Plot and character details of the film remain under wraps, including who Keoghan is slated to play. In addition to the two Irish actors, Swedish actor Rebecca Ferguson had earlier been added to the cast.
Knight had previously suggested the story would be set during World War II. When the sixth season ended, it was the mid-1930s which meant there would be a time jump, as there had been between every season. Knight’s original plan was for the series timeline to straddle the two world wars.
He will write and produce the film for Netflix, with BBC Films serving as a co-production partner.
Tom Harper, who had previously directed episodes of Peaky Blinders as well as films Wild Rose and Heart of Stone, will helm the movie.

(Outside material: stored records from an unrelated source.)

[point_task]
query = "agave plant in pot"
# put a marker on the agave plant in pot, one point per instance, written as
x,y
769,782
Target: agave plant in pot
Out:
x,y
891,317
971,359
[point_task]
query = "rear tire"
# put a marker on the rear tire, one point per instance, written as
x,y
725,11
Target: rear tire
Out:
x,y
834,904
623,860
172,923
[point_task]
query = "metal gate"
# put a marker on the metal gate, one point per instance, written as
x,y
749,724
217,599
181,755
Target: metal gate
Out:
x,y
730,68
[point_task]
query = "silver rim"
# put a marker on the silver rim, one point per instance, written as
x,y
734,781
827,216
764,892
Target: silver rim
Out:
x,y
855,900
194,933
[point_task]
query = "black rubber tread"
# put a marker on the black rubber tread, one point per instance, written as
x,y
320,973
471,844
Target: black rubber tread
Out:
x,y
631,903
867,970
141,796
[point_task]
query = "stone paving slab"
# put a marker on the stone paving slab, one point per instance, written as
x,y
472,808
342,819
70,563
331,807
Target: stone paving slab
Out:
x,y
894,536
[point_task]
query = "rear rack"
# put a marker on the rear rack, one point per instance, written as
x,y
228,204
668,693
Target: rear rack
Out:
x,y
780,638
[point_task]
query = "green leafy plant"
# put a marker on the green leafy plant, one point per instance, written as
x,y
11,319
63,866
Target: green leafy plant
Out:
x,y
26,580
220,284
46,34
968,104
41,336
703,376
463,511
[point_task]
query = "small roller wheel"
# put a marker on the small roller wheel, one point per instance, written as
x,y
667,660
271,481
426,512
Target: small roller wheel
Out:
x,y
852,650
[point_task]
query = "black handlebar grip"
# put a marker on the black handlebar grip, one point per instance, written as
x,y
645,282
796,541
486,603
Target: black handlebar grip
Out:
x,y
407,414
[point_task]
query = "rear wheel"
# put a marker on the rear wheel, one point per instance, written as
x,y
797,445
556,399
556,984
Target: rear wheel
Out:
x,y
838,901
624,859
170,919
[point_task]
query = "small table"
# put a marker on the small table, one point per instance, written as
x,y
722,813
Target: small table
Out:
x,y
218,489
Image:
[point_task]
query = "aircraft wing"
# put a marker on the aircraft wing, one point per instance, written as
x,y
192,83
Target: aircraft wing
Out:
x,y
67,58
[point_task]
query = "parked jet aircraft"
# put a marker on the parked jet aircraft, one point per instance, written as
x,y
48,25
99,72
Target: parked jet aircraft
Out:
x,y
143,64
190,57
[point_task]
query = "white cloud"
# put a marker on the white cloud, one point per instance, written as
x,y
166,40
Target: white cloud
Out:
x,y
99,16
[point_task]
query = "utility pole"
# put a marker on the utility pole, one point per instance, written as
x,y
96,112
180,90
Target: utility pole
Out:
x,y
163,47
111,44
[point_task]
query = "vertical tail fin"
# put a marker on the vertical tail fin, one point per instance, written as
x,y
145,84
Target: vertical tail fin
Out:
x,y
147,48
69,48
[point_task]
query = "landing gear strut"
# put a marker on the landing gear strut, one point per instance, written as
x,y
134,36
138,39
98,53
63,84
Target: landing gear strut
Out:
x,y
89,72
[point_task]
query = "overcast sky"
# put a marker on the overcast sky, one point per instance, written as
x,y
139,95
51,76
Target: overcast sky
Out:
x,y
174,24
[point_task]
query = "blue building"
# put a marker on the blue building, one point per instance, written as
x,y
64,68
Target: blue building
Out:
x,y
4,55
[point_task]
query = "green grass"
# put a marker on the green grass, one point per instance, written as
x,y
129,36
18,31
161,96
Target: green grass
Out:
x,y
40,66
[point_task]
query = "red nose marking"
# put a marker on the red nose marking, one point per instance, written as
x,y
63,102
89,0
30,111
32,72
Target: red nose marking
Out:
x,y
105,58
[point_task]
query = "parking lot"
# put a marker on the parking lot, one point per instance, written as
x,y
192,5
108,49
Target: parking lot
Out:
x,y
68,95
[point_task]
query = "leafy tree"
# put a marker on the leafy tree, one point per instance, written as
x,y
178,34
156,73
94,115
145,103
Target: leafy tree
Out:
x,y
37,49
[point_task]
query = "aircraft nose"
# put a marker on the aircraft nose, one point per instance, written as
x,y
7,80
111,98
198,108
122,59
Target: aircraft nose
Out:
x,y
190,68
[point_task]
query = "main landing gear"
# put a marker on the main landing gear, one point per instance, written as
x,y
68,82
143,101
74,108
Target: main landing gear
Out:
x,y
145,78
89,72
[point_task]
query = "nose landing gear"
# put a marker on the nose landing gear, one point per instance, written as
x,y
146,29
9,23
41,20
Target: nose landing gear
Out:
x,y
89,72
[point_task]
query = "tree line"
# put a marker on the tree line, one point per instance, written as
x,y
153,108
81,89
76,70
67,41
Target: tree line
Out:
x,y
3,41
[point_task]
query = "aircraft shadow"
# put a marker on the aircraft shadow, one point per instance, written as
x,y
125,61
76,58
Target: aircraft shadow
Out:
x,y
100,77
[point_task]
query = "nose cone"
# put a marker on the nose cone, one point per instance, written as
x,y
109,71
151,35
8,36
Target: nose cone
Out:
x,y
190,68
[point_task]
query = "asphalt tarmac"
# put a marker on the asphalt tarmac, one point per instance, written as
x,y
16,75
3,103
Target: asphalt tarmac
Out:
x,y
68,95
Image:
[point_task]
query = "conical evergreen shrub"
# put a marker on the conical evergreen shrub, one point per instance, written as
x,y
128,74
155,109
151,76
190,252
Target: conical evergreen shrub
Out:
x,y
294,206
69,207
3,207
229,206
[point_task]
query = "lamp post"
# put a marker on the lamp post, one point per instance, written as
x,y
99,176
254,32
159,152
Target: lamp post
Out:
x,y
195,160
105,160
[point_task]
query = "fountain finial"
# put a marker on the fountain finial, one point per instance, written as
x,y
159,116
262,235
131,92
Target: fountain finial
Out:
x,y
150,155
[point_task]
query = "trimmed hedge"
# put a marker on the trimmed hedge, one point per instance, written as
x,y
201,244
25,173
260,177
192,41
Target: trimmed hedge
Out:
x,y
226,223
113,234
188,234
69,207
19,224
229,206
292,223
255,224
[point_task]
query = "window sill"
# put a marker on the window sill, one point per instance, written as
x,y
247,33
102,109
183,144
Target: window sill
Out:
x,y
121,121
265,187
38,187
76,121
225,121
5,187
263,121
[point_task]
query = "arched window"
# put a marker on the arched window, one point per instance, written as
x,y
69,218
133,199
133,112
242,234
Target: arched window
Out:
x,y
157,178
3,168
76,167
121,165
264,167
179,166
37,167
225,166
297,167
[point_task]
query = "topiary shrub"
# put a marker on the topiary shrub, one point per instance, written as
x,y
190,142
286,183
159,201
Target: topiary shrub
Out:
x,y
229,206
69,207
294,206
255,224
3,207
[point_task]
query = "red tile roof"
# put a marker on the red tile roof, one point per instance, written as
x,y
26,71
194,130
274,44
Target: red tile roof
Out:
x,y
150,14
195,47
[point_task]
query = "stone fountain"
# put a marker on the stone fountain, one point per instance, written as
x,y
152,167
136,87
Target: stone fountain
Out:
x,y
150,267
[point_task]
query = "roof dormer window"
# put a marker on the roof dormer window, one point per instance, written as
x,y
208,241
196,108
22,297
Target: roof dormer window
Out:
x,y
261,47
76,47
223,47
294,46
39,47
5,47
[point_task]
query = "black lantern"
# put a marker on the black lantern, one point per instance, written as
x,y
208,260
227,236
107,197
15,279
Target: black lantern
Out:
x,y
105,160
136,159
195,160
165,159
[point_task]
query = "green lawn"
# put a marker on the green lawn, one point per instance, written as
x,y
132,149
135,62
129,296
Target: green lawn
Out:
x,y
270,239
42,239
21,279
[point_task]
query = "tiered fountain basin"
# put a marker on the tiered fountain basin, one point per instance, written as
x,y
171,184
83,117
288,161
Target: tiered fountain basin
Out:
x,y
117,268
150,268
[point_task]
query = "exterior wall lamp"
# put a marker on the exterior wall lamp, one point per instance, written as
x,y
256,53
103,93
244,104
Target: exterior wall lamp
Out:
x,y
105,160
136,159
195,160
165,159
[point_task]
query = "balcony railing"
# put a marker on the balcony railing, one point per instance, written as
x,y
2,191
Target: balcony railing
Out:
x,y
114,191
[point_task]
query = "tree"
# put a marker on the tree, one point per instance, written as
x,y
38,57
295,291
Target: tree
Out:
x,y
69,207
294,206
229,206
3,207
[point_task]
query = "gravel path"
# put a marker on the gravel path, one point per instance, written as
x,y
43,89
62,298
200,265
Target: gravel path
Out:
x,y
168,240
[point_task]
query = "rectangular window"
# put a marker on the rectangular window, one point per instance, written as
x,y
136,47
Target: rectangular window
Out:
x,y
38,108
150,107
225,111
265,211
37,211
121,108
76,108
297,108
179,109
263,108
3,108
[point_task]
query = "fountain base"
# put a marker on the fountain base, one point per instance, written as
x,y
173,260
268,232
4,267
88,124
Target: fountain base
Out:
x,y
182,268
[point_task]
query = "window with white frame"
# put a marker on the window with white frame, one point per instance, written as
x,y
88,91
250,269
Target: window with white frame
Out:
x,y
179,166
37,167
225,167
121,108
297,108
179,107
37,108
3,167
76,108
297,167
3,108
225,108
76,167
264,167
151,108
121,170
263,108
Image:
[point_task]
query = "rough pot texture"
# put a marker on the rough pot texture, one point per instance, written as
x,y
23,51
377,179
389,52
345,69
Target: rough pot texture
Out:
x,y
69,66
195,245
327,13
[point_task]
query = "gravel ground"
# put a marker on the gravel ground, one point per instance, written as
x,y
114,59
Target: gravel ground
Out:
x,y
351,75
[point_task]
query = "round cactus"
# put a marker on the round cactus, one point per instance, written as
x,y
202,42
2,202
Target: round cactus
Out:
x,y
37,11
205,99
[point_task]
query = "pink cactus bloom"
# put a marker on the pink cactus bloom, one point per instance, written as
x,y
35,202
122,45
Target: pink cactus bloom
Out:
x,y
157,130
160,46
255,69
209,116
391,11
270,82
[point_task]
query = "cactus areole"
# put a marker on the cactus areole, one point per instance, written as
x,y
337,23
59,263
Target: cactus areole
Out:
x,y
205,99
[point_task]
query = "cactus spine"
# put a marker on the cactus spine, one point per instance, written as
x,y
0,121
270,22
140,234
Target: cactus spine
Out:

Production is expected to commence later this year.
At the time of the film’s confirmation, Knight promised that the film would be “an explosive chapter in the Peaky Blinders story. No holds barred. Full-on Peaky Blinders at war”.
The series premiered in 2013 and its popularity was supercharged when it was added to Netflix internationally. It’s centred on a crime gang in the aftermath of World War I.
Keoghan started his career in Ireland over a decade ago but broke out with an unnerving performance in Yorgos Lanthimos’ Killing of a Sacred Deer in which he played a young man who terrorises a family opposite Nicole Kidman and Colin Farrell.
He followed that up with roles in crime drama American Animals and Christopher Nolan’s war epic Dunkirk, and was in the ensemble of Marvel movie Eternals.
He nabbed an Oscar nomination in Martin McDonagh’s The Banshees of Inisherin, reuniting with Farrell, and gained international attention as the lead of Emerald Fennell’s divisive Saltburn in which he portrayed a young man seemingly from an impoverished background befriending a classmate from an aristocratic family.
On TV, Keoghan has appeared in Chernobyl, Top Boy and Masters of the Air.